第19章 :*・゚* 星月夜に果実は溺れ*・゚・。*:
案の定、不可思議そうに眉根を寄せて、「ついさっきまで致してたじゃねぇか」とでも言いたげな顔を見せてくる実弥。
「すぐそこの寝間までだろう? んなまじまじ見たりしねぇから安心しろォ」
「~~っ、そう、かもしれないけれど······お願いよ、実弥···」
実弥は最後まで首を傾げていたものの、「しかたねェなァ」と拾い上げた藍色の浴衣で星乃を包んだ。
「落っこちんなよォ」
深みのある低い声音が部屋の壁に反響し、行灯の光とともに遠ざかる。
寝間へ来たとはいえ眠るわけではない。
実弥はいまだ昂りを手放せずにいた。
就寝用に揃って並ぶ二つの布団。ぴたりと寄り沿わせた寝具で星乃と仲睦まじく眠る日々。たいていはここで情けを交わす。
柱は多忙だと言われているが、休息できる夜もある。希望があれば聞き入れてもらえるし、長期であっても申し出れば休暇をもらえる。
夜の休暇は実弥には久方ぶりだった。
実弥は滅多なことでは休もうとしないため、年に数日程度、耀哉からの言い付けで休暇を取るようにしている。

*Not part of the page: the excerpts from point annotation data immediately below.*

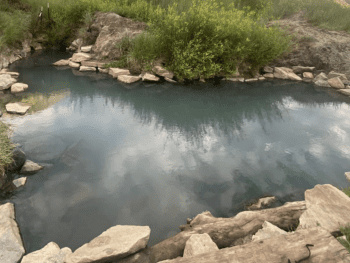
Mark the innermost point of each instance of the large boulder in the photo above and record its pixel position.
(62, 62)
(6, 81)
(79, 57)
(328, 206)
(314, 243)
(109, 30)
(115, 243)
(198, 244)
(18, 87)
(11, 245)
(19, 159)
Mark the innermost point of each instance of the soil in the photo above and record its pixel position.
(324, 49)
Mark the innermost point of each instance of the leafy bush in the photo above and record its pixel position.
(13, 26)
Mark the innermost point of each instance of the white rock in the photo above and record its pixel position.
(128, 79)
(62, 62)
(86, 49)
(115, 72)
(18, 87)
(84, 68)
(12, 74)
(326, 205)
(115, 243)
(308, 75)
(20, 182)
(6, 81)
(17, 107)
(30, 167)
(336, 83)
(11, 246)
(269, 230)
(149, 77)
(251, 80)
(73, 64)
(51, 253)
(79, 57)
(199, 244)
(103, 70)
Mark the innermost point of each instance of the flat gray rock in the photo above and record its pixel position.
(44, 148)
(11, 245)
(115, 243)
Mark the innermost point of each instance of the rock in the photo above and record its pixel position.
(320, 76)
(79, 57)
(199, 244)
(109, 29)
(170, 80)
(128, 79)
(251, 80)
(40, 147)
(51, 253)
(103, 70)
(11, 245)
(301, 70)
(18, 87)
(73, 64)
(30, 167)
(324, 248)
(115, 243)
(86, 49)
(19, 158)
(12, 74)
(6, 81)
(268, 69)
(333, 74)
(308, 75)
(336, 83)
(322, 83)
(17, 107)
(18, 183)
(347, 175)
(326, 205)
(268, 230)
(226, 232)
(345, 91)
(76, 44)
(262, 203)
(284, 73)
(62, 62)
(149, 77)
(92, 64)
(163, 72)
(84, 68)
(268, 75)
(115, 72)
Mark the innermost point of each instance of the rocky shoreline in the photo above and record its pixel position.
(257, 235)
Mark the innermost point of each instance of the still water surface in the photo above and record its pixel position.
(156, 154)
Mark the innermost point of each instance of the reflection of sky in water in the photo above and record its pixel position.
(135, 162)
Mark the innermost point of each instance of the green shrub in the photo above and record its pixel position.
(12, 27)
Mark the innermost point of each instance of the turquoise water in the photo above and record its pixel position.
(156, 154)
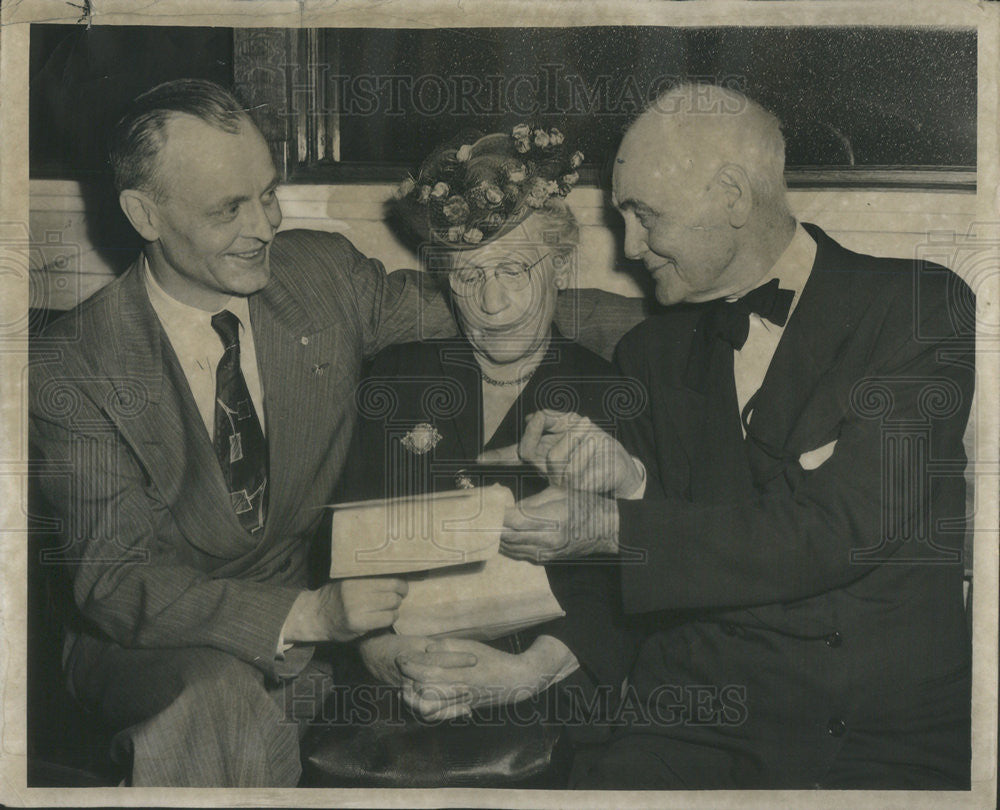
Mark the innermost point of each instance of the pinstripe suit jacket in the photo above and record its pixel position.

別段休暇など欲しいと思うことはなかったが、星乃とこうして過ごす夜も悪くねェもんだなァと思う。
しかしこれは鬼の出現が止んだ今だからこその時間とも言える。
障子の開 (ひら) けた円窓から見る夜の空に月はなく、散りばめたような星だけが煌々と輝いているのが見えた。